It's time for a quantitative easing of our worries
Tapering will kill off Fed's folly, and although higher interest rates will bring us back to reality, HKMA boss can stop fretting over hot money
Hong Kong Monetary Authority boss Norman Chan is a worried man. On Friday he warned that Hong Kong's financial markets will suffer heightened volatility when the US Federal Reserve begins to scale back, or taper, its current programme of quantitative monetary easing.
Monitor, Tom Holland,
SCMP, September 9
My colleague Tom Holland and I agree on so much that we tweak each other occasionally when we view things differently. I think perhaps he overstates the worry case about the arrival of this thing called "taper", which, anyway, yet shows little sign of arriving.
Miltonfriedmanism, a branch heresy of the Keynesian school of economic thinking in that it favours artificial stimulus through monetary rather than through classic Keynesian fiscal measures, is in the process of being proved another quack theory in the United States.
Milton's devoted disciple, Ben Bernanke, chairman of the US Federal Reserve, has for five years put into effect the monetarist swindle of showering money from helicopters to keep the US economy out of recession, only to find that the intended recipients of his largesse have left the money on the ground rather than pick it up.
The banks that were meant to pump-prime or reignite (choose your own false metaphor) the economy have simply parked US$2.2 trillion of the money back with the Fed. Their customers don't want to borrow money just yet. They would rather take the time to rebuild the health of their balance sheets. You can lead a horse to water, etc. etc.
The only effect of Conjuror Ben's measures has been to shift the focus of inflation from consumer goods and services to financial assets, never more so than in economies that have linked themselves to US monetary (non-)discipline. It is what Hong Kong has done with the peg, and the effect is greatest on those sectors most sensitive to interest rates, including our property market.
But what the would-be magician at the Fed calls "quantitative easing" cannot last forever. Sooner or later, the work of balance sheet rebuilding will be done, and then borrowing demand in the US will rise again.
At that time, according to the theory, the money-showering helicopter will go back to its heliport, and interest rates can start to rise without stalling an economic recovery. That time, says current conventional thinking, is now just around the corner.
The timing may be wrong, of course. Japan, which has tried its own variant of quantitative easing, still awaits the promised turnaround more than 20 years later. Stagnation is as likely a result as recovery of Miltonfriedmanism put into practice.
But eventually recovery will come, and patterns of international money flows will then change. Some people have long feared this prospect, Norman Chan at the HKMA among them.
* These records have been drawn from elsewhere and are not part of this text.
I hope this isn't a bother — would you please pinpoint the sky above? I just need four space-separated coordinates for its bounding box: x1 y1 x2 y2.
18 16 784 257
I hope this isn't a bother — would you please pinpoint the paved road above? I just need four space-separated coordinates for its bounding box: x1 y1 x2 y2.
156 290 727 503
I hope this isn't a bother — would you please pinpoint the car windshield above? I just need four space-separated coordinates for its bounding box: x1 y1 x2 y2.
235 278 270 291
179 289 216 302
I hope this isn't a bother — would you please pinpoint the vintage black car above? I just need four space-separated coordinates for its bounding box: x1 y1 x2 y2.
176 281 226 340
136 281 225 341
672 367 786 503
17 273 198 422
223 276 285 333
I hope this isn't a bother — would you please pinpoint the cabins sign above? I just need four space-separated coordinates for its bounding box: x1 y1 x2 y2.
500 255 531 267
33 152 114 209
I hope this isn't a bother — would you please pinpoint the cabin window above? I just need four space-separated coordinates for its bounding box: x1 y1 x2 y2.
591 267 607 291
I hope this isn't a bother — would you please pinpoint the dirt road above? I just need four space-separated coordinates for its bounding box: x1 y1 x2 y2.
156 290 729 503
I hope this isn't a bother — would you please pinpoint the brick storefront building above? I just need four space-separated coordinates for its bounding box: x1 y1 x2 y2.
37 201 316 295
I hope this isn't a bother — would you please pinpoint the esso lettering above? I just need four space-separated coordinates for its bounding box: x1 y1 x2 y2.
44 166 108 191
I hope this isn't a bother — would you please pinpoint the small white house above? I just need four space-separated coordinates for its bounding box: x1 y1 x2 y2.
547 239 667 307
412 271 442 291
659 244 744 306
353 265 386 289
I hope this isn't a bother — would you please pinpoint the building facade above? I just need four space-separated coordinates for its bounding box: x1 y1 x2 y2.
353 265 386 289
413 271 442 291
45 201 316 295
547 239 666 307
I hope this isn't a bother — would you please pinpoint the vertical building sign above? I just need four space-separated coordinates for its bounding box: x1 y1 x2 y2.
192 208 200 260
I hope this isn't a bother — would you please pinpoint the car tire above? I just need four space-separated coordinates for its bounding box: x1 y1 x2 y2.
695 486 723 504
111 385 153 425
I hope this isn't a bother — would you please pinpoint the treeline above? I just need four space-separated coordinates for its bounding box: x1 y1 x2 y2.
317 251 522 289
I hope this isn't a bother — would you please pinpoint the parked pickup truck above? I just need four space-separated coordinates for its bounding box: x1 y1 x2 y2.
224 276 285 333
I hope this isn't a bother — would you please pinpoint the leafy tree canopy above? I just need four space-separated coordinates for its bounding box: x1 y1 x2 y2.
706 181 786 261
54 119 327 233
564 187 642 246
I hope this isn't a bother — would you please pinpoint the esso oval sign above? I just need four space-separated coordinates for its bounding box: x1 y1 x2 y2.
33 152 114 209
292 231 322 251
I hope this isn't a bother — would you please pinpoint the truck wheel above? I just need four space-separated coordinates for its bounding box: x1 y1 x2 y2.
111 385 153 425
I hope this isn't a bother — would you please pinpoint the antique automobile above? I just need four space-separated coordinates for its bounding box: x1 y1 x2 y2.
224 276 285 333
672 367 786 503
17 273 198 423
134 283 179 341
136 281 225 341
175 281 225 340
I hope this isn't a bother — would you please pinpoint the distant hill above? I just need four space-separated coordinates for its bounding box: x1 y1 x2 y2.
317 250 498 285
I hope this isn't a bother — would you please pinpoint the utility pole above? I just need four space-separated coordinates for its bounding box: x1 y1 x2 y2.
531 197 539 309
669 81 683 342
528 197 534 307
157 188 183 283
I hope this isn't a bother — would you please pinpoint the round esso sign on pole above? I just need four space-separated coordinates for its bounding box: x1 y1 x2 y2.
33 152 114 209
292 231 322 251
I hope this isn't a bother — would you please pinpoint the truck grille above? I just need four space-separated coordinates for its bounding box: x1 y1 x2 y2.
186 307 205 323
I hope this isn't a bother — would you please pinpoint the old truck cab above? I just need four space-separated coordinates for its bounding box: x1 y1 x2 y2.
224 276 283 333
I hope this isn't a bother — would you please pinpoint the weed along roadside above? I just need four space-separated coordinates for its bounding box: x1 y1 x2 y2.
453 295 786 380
I recommend to them the thinking of the man who had long fretted that the local town bucks would get his daughter with child. She came to him one day and said: "Daddy, I got news for you. I'm pregnant."
"Thank heavens!" he said. "What a relief. I was worried so long it would happen."
Let's welcome the news for itself. Most notably, higher interest rates will bring the property market back down to earth in Hong Kong. We will not need a futile overbuilding programme of 470,000 units to do the job. The rising cost of money will do it.
As a homeowner, I shouldn't welcome this prospect, and yet I do. It has to happen anyway. We may as well get it over with sooner than later. The longer we wait, the more painful the adjustment will be.
Even the HKMA may find something welcome here. It currently has HK$750 billion of bills and notes outstanding, all of it issued to mop out incoming hot money flows. Yet the Hong Kong dollar continues to trade nearer its HK$7.75 intervention level against the US dollar than it does at the official HK$7.80 rate. Norman will get some relief, too.
But by far the biggest beneficiaries will be depositors whose prudence in saving money is scorned when central banks inundate debtors with money. Deposits may eventually come to pay interest at more than the rate of inflation again.
Now isn't that a welcome prospect for an economy to be pregnant with.